Prof. Michal Irani
Michal Irani is a Professor at the Weizmann Institute of Science, Israel, in the Department of Computer Science and Applied Mathematics. She received a B.Sc. degree in Mathematics and Computer Science from the Hebrew University of Jerusalem, and M.Sc. and Ph.D. degrees in Computer Science from the same institution. During 1993-1996 she was a member of the Vision Technologies Laboratory at the Sarnoff Research Center (Princeton). She joined the Weizmann Institute in 1997. Michal’s research interests center around computer vision, image processing, and video information analysis. Michal’s prizes and honors include the David Sarnoff Research Center Technical Achievement Award (1994), the Yigal Allon three-year Fellowship for Outstanding Young Scientists (1998), and the Morris L. Levinson Prize in Mathematics (2003). She received the ECCV Best Paper Award in 2000 and in 2002, and was awarded the Honorable Mention for the Marr Prize in 2001 and in 2005.
Title: “Blind” Visual Inference
In this talk I will show how “blind” visual inference can be performed by exploiting the internal redundancy inside a single visual datum (whether an image or a video). The strong recurrence of patches inside a single image/video provides a powerful data-specific prior for solving complex tasks in a “blind” manner. The term “blind” here is used with a double meaning: (i) Blind in the sense that we can make sophisticated inferences about things we have never seen before, in a totally unsupervised way, with no prior examples or training data; and (ii) Blind in the sense that we can solve complex Inverse-Problems, even when the forward degradation model is unknown.
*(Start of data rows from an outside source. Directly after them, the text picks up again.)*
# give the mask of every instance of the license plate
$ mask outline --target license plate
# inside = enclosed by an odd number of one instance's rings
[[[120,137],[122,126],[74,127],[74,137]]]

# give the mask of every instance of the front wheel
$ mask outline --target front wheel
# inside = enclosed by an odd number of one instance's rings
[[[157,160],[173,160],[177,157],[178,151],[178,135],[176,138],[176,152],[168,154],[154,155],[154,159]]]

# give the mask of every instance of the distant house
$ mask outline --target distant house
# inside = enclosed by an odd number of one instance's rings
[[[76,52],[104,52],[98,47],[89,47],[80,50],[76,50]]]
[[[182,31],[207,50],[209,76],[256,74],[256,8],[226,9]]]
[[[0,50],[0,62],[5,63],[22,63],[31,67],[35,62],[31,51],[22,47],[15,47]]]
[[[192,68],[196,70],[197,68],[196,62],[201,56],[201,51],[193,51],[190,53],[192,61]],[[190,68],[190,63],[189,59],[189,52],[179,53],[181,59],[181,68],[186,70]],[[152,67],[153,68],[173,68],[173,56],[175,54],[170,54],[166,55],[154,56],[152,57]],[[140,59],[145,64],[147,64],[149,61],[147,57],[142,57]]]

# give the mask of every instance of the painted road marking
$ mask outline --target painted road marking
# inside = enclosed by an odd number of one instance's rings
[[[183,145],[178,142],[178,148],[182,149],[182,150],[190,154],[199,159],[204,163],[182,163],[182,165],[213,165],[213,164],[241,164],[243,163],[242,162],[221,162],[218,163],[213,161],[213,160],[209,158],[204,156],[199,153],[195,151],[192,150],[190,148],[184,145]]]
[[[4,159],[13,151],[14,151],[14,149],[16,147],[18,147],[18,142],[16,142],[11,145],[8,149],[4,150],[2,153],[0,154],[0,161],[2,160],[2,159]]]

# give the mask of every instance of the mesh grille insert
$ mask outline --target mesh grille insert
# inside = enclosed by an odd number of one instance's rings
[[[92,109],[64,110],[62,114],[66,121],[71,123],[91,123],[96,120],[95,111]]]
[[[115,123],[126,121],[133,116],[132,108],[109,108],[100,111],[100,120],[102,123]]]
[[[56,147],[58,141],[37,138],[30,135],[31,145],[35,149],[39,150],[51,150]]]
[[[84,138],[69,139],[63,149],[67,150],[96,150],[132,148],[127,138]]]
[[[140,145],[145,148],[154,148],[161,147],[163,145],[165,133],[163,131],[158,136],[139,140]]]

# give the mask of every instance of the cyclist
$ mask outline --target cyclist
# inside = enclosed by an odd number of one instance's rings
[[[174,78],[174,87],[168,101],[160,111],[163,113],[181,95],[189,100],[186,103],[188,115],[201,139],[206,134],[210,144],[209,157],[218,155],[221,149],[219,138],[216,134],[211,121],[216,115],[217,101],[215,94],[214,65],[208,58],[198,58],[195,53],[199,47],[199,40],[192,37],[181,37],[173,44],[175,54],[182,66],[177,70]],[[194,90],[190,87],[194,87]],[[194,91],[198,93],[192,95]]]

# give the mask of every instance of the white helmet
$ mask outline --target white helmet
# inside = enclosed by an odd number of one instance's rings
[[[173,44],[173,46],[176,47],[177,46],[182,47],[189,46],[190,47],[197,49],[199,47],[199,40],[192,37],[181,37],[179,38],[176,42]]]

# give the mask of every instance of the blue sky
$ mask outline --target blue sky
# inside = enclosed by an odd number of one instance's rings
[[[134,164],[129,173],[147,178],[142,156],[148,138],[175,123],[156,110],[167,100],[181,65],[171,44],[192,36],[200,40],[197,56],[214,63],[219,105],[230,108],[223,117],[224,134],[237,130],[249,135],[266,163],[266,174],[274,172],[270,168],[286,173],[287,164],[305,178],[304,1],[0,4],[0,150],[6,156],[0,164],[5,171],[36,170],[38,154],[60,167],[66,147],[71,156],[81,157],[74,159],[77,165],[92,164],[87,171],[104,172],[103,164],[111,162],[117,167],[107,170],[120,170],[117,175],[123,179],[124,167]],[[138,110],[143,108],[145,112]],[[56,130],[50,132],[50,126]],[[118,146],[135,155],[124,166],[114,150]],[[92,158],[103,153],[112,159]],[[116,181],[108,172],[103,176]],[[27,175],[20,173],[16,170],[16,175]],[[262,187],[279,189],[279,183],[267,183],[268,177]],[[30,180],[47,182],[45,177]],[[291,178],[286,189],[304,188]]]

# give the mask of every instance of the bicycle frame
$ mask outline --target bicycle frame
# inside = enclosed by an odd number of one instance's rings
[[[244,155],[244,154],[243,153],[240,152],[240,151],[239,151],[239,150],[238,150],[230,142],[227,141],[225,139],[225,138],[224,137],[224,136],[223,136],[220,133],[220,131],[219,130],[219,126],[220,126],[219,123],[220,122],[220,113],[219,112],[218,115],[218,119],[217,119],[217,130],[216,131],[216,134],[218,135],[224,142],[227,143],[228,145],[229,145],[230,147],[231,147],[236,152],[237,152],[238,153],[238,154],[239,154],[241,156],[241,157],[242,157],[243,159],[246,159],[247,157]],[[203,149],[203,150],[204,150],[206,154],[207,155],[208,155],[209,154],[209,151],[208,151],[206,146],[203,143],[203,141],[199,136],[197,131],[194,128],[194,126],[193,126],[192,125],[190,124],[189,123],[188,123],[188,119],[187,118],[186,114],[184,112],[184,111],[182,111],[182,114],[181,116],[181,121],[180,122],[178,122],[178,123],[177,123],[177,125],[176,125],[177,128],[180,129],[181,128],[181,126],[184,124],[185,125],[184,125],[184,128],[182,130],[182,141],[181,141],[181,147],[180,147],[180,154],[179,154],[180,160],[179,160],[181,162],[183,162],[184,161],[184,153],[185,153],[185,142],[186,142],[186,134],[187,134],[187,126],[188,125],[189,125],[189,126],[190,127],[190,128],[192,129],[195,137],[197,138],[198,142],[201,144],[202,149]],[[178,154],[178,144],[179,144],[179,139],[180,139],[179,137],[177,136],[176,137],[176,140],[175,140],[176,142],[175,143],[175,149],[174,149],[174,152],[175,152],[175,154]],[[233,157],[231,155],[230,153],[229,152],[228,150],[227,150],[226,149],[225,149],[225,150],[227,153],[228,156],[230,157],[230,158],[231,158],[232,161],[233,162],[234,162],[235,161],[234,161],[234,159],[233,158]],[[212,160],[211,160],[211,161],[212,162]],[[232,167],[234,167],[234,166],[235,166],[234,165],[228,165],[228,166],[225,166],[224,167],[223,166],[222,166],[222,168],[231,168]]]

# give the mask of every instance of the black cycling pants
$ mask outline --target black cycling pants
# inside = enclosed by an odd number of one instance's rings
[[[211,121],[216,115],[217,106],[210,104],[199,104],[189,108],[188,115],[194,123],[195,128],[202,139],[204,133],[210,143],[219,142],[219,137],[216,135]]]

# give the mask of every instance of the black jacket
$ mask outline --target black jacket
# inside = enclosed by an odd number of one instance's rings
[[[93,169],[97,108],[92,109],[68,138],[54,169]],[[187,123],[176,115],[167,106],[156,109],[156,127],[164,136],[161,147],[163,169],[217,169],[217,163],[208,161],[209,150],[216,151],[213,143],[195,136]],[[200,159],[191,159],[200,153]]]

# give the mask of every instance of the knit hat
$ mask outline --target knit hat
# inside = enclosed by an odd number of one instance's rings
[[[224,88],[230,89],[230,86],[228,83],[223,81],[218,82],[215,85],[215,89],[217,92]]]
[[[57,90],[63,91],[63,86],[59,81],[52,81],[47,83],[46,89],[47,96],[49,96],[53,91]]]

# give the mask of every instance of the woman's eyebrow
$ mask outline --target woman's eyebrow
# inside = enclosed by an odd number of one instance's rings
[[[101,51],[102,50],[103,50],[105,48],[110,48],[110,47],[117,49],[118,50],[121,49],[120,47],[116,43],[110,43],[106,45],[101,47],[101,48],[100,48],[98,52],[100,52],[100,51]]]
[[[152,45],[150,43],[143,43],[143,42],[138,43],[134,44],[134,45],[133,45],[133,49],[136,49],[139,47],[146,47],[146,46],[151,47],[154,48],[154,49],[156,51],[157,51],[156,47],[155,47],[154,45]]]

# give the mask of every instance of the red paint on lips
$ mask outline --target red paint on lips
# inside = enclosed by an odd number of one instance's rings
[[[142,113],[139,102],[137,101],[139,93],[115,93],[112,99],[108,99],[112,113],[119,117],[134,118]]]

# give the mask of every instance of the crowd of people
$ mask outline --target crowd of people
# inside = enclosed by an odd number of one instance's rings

I will show the power of this approach through a variety of example problems (as time permits), including:
- “Blind Optics” — recover optical properties of the unknown sensor, or optical properties of the unknown environment. This in turn gives rise to Blind-Deblurring, Blind Super-Resolution, and Blind-Dehazing.
- Segmentation of unconstrained videos and images.
- Detection of complex objects and actions (with no prior examples or training).